The Supreme Court has ended the rule of law
As you all know, earlier today the Supreme Court issued a brief ruling announcing that it would not hear the lawsuit filed by Texas against what appears to be massive election fraud.
If you're a Democrat, socialist, communist or liberal you're delighted. You tell yourself there could not possibly have been significant election fraud, but in any case you don't care if there was, because your party won. But for Americans who believe in the rule of law and the Constitution, you need to know what the court's ruling means.
First some needed background: as everyone knows, the Supreme Court is the highest court in the nation. Even though courts are not supposed to MAKE law, their decrees--rulings--have the force of law. If the court allows something, then whatever that is is treated AS IF it the law permits it.
And you need to know that if the Supreme Court refuses to "take" a case, refusal is interpreted as the Court saying that whatever was decided by a lower court in that case is the legally proper decision.
Second: While it's true that many lower courts have refused to hear various cases claiming election fraud, every one of those courts refused to hear those cases them without hearing open-court evidence supporting those claims.
That's worth repeating: EVERY court that has dismissed the election-fraud cases--including the U.S. Supreme Court--has done so without ever hearing the evidence. Moreover, no court order has ever declared there was no evidence, or too little evidence, or that it wasn't persuasive. Instead, every single case has been declined on procedural grounds.
Third: When one state sues another, the Constitution of the United States explicitly states that the Supreme Court has "original jurisdiction." That is, such cases go directly to the Supreme Court, instead of having to be filed in a lower court. Although the court has often tried to dodge that Constitutional order, whining that a given case (one it doesn't want to deal with) should be resolved by a lesser court, the Constitution is absolutely clear. (If you wanna look it up yourself, it's in Article III section 2.)
Fourth: in its VERY brief order refusing to take the case of massive election fraud, the court claimed that it was declining to hear Texas's lawsuit "for lack of standing under Article III of the Constitution."
"Standing" is a principle that says courts will
only hear a case if you've been damaged. For example, if your friend
was defrauded and you were to sue on your friend's behalf, courts
won't even let that go to trial because you aren't the injured party.
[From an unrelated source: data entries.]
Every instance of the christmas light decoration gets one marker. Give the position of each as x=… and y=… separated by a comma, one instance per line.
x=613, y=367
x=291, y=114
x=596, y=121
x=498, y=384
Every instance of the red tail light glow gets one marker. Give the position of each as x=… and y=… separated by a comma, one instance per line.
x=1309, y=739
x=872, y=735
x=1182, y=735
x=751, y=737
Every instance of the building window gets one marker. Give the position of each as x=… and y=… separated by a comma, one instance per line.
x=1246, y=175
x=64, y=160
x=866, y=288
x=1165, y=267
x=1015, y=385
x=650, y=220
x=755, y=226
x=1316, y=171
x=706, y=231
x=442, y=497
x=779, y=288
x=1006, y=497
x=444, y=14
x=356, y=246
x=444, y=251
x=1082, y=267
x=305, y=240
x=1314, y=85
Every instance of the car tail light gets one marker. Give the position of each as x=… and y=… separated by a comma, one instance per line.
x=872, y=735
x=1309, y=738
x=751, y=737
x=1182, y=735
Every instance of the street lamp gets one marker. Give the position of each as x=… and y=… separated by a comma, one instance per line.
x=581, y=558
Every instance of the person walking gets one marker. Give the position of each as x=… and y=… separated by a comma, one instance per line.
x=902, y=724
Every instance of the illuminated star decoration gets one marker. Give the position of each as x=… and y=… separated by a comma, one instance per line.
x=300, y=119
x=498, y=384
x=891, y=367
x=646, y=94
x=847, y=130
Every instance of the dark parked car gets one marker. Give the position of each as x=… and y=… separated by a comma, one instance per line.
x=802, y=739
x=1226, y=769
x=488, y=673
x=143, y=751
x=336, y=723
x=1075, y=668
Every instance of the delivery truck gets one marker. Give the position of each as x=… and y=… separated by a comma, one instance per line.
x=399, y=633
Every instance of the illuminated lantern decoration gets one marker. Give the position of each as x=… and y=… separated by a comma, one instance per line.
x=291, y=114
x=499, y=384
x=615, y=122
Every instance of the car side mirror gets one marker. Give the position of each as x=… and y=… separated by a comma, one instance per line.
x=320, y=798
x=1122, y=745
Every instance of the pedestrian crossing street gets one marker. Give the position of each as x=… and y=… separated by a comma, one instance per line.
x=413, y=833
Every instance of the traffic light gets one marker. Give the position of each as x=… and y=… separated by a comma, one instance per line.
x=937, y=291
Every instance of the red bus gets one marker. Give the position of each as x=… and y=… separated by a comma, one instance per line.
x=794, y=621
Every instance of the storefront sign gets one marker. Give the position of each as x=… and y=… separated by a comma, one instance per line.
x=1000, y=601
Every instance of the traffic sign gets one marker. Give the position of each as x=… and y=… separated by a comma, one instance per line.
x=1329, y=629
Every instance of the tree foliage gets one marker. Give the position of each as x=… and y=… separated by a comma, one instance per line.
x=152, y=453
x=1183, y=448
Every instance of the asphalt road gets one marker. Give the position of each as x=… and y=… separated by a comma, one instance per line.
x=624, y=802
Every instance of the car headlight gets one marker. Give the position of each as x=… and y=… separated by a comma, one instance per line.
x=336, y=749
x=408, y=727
So with the Supreme Court refusing even to hear even one bit of evidence in the case, it means the court is implicitly claiming that citizens of states that voted for a candidate are NOT injured if election fraud in other states swings the election to the other candidate.
Let me repeat that: If the court refuses to hear the Texas case, they're claiming NO ONE in the entire country has the right to sue for massive election fraud.
Let that sink in for a minute.
Even if one party has video evidence of corrupt election workers repeatedly feeding the same stack of ballots into scanners, or refusing to match signatures on mail-in ballots, and has a thousand sworn affidavits from people in the room who watched it happen, the court says "No citizen of any other state was damaged, so we refuse to even hear the evidence."
What that means is that no future election fraud can ever be prosecuted, because today's ruling will be cited as precedent.
(Of course the court may well change its mind if Republicans ever steal an election.)
After the Democrat-ruled supreme court of Pennsylvania refused to hear lawsuits alleging election fraud in that state, no resident of that state could bring such a case, since the state's supreme court had closed that door. Courts in Michigan and Wisconsin have similarly refused to hear cases in those states. So Texas filed suit because it claimed vote fraud in the four defendant states deprived citizens of Texas of a fair election.
Unless you believe stealing an election doesn't harm the citizens of states won by Trump, it's hard to see how the U.S. Supreme Court could reasonably RULE that Texas lacked the legal standing to sue on behalf of its citizens.
If the court's utter horse-shit ruling--that no one in the country has the legal standing to sue for a stolen election--is allowed to stand (and what court can reversed it?), Democrats can steal elections in Dem-ruled states without fear of being prosecuted, since the courts in those states will refuse to hear any lawsuit, and the U.S. Supreme Court will claim no other state can sue the corrupt ones because of "lack of standing."
With its ruling today, the Supreme Court has ended the rule of law.